Family members said a funeral likely will be held in the city next week and Pfc. Moquin will be buried here after his remains arrive from Fort Drum.

Ms. Vaillancourt, a manager for a Shrewsbury company that sells seafood display cases, was at a Chicago trade show Sunday morning when she learned of the death of her only child. An officer called her on her cell phone.

Distraught, she flew back to Boston and was met at the airport by an Army sergeant and chaplain, both in full dress uniform. Earlier, the officers had gone to her home with news of her son’s death.

“He was too young,” Ms. Vaillancourt said. “He just wanted to do something to make everybody proud. I’m very proud of him.”

“It was a horrific sight when they came up to my house,” Mr. Bissonnette said, describing opening the door, seeing the officers and realizing immediately that something terrible must have happened to Ms. Vaillancourt’s son.

Pfc. Moquin was a sensitive young man whom Mr. Bissonnette described as “both rebellious and patriotic.” Joining the military and taking and passing the general equivalency diploma test to do so were a way to straighten himself out, Mr. Bissonnette and Ms. Vaillancourt said.

He had a taste for risk and the energy and creativity to do unusual things, like make his own tattoo gun and give himself a tattoo, his mother said. He and his friends would take off for a faraway rock concert with little gas in their car and even less money in their pockets. Her son would say that if the car ran out of gas, he would skateboard to the show. He also loved the music and movies of Frank Sinatra, his mother said.

“Everything that could possibly be dangerous, he was into doing,” Ms. Vaillancourt said.

Pfc. Moquin had from a young age been interested in joining the military. Among the many photographs and keepsakes Ms. Vaillancourt had of her son was a photograph of him as a 5-year-old dressed in military fatigues.

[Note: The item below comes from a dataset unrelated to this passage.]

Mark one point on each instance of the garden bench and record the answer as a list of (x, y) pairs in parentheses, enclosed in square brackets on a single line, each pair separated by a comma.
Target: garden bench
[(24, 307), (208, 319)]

“I sat with him many times before he left,” Mr. Bissonnette said. “He knew he was doing the right thing.”

In a recent letter Pfc. Moquin penned to his mother from the combat zone, he wrote: “I’ve grown up a lot here and I’m going to try my damn best to make you proud of me.”

“I’m doing the best I can to be the best soldier,” he continued. “I miss ya. Love, your son, Brian.”

Ms. Vaillancourt, 36, had raised her son as a single parent. He was born in Worcester and moved with his mother to Shrewsbury when he was 6. They moved back to Worcester when he was about 16, and he enrolled in high school in Millbury, where both sets of his grandparents, Ernest and Catherine Vaillancourt and Elsie and Walter Moquin, live.

Pfc. Moquin’s art teacher at Millbury High, Gail M. Fairbanks, said he was a talented student in the studio art program.

The tall, thin young man was prolific at drawing, printmaking and poetry, she said. She said she hopes to put some of his drawings on display at the school to commemorate him.

“He was a kid who always walked the road less traveled,” Ms. Fairbanks said. “He was talented, adventurous, creative.”

Aside from his interest in joining the military, he had plans to go to art college or become a crab fisherman in Alaska, Ms. Vaillancourt said.

“He had the adventure spirit,” she said.

Friends of Pfc. Moquin have posted messages and photos about him on the Web site Myspace.com, of which he was a member. Some of the remembrances mentioned his affinity for rock music. Pfc. Moquin played the guitar and sang in a band described as playing “grunge” music, his mother’s fiancĂ© said.

“R.I.P. I love you Brian. Sorry it had to end like this,” one Myspace contributor wrote. “I know you’ll still be checking your myspace in your grave because that’s how you are. Send me a letter sometime while I’m overseas. You were a ridiculously great friend and I will never forget you.”

Pfc. Moquin attended Millbury High in 2002 and 2003 after transferring from Shrewsbury High, school officials said.

He did not graduate from Millbury High, Principal Anne Steele said. Pfc. Moquin received his GED from Quinsigamond Community College before entering the Army, his mother said.

“It was only me and Brian his whole life,” Ms. Vaillancourt said. “I did everything with him.”

Army Pfc. Brian M. Moquin Jr was killed in action on 05/05/06.